Dude, no matter how drunk you are, it's not okay to hug every other guy at a strip club. Mainly because boners are far too common.
Someone's playing Limp Bizkit out loud on the train. I think the decade reset it self.
I came downstairs to find I had missed the 3some on my kitchen floor but not the pukefest or ER trip after it. This is what happens when the voice of reason is otherwise occupied
I know now the amount of smoke it takes to set off the fire alarm....no longer worried about using the bong...not even close
Petting the cat and listening to "you've got a friend". This is why I smoke weed. To make sense of situations like this.

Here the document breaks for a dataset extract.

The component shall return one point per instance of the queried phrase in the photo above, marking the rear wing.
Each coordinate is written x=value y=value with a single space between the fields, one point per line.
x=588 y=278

seriously considering responding to a craigslist ad for a lesbian cunninlingus instructor...at this point i'm so desperate for a job that i'm willing to switch teams.
That is an awkward looking cockshot, not gonna lie
New reason to drink: alcohol makes soda taste like goddamn gold.
Drunk yet?
Well I just did the worm on an empty dance floor while the bridesmaids were serving cake. You tell me.
The guy at the rodeo just told me "if ya don't say none, ya don't get none". What the hell does that mean?
Im pretty sure you just got hit on by a gay cowboy.....
I imagine it like the scene in Sorceror's Stone, but instead of flying keys, it's flying dicks.
That is a dream.
Got 3360 Shoppers points for buying Plan B. I guess this all worked out for the best.
she just kept straddling the railing to the stairs and shouting "come on Seabiscuit, lets win this for America."
on a campus of 30,000 people, i should not be able to see every single guy I've ever hooked up with at one party.
Do you ever just want to be mashed potatoes?